•Bradley, one of the few runaway conference winners, escaped from three straight Missouri Valley home games with one-point decisions and next led a 10-7 West Texas team in Peoria, Ill. by only one with 10 seconds to go before romping 84-79. Still, the Braves, led by their superb forward, Mitchell Anderson, became the only team in the 64-year history of the Valley to go from last place to first in one season.
•In Utah, the Beehive State, things were abuzz at the top of three conferences. Big Sky champion Weber State had to go into overtime twice to sweep last-place Boise State in their home-and-home series. PCAA champion Utah State won four overtime games but lost at home to a 15-game loser, Fullerton State. WAC champion Brigham Young won seven games by a total of nine points. And perennially dangerous Utah is 8-4 in the conference, 4-11 non-league and 0-5 in forfeits.
•In the ACC the only real difference among the six top teams—four of which may end up with 20 wins—is Maryland's winning record on the road. Maryland, North Carolina, NC State, Clemson, Virginia and Duke were, collectively, 37-4 at home. But the Terps won the championship, in effect, when the remarkable Albert King deflected a Tar Heel inbounds pass with two seconds left at College Park on Feb. 7 to preserve a 70-69 victory.
•In the SEC the difference has been home-court failure. Tennessee ripped off seven straight wins in the league before dropping a one-point heartbreaker to LSU at Knox-ville. The Vols lost their next four and were finished. In a series of road-game shockers, Alabama beat LSU, Kentucky and Georgia, which in a normal year would have set up the Tide for the conference title. But then 'Bama lost to the same three teams at home and fell to fourth place. Meanwhile LSU embarrassed Kentucky at Lexington, Ky., forging a tie for the regular-season lead, but then—tit for tat—the Wildcats traveled down to Baton Rouge on Sunday and returned the favor, winning the championship, 76-74.

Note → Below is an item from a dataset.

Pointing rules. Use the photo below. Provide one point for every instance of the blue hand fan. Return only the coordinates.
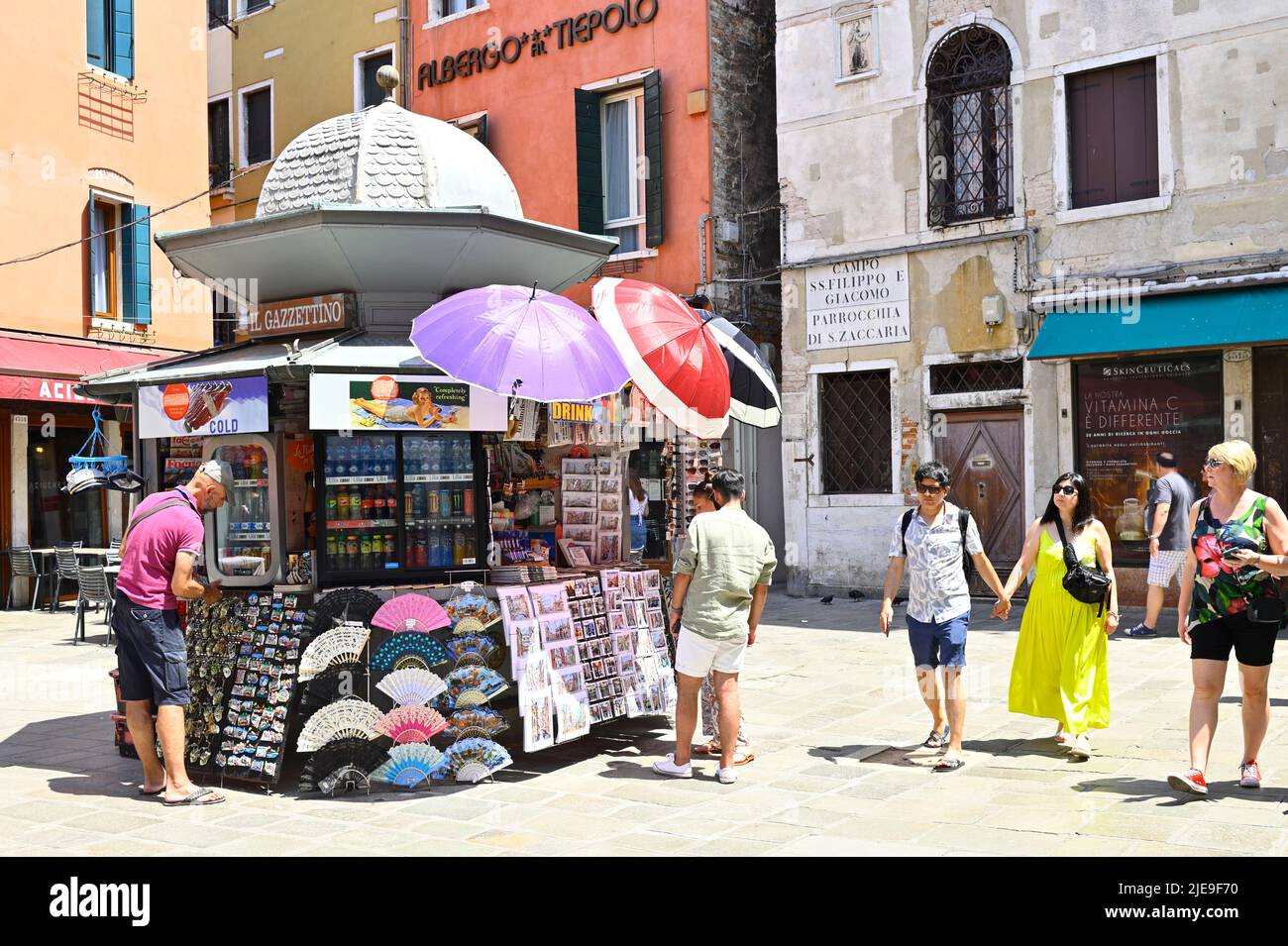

•One day in the Big Eight—Feb. 16—saw underdogs win three games on the road by a total of eight points, while Missouri edged last-place Oklahoma State 69-64 and took undisputed possession of the league lead. Oklahoma, which lost only one starter from last season's championship team, finished 6-8 and in sixth place. Even with Jack Hartman's characteristically solid coaching, Kansas State couldn't win any league game by more than 10 points. Or lose any by more than 10, either. One evening K State, 8-2 at the time, journeyed to Iowa State, 2-8. The Cyclones played without a single head coach, Lynn Nance having resigned and been replaced by two assistants, who shared the duties. But the Wildcats were awarded only two free throws—and failed to make either of them—and Iowa State, 12 for 18 from the line, won 66-58, proving once and for all that when you've got two referees, you hardly need any head coaches.
•Even DePaul, unbeaten though it may be, isn't head and shoulders above everybody else. Of their 26 consecutive victories, the Blue Demons have won 15 by fewer than 10 points, 11 of those by six points or fewer. DePaul blasted Northern Illinois, Eastern Michigan, Lamar and Dayton by two points each; that foursome has gone on to a sparkling combined won-lost record of 51-45. The Blue Demons' strongest opponent, LSU, played a league game against Tennessee on a Saturday, then traveled to Chicago on Super Sunday without its strongest player, Durand Macklin, and outscored the home team by nine field goals. De-Paul made 28 free throws to LSU's five and won 78-73.
"I've never been through a season like this," says Las Vegas Coach Jerry Tarkanian, who has been through a few wringers, not to mention seasons. "Out of our 23 games, I bet 20 have gone to the wire. [In fact, 12 of the Rebels' games have been decided by four points or fewer.] You know, other guys get up in the morning and go to work and nothing happens. But I know every time we play a game, it's going to the wire."
The reasons for this colossal parity are not difficult to figure. One is the freshman-eligible rule, which is now seven years old. This means that the grade-schoolers of the early '70s have had plenty of time to perceive what happens when a recruit picks the right school, coach and environment—and what develops when he picks the wrong one, too. Now high school stars no longer flock to the eight or 10 "name" schools. Instead, they enroll elsewhere, at places where they know they will play a lot and play soon.
"I don't want to sit' is a common expression we hear from the top recruits if we can't show them an open position," says Purdue Coach Lee Rose.
Coaches are forever moaning and groaning about the freshman eligibility rule. The kids aren't ready. They're unprepared socially. Can't handle the study load. Get homesick. Make too many turnovers. In truth, the fact that a five-man game can be affected so dramatically by a single fellow and that that fellow can be all of 18 years old is the most important factor in the remarkable balance in college ball.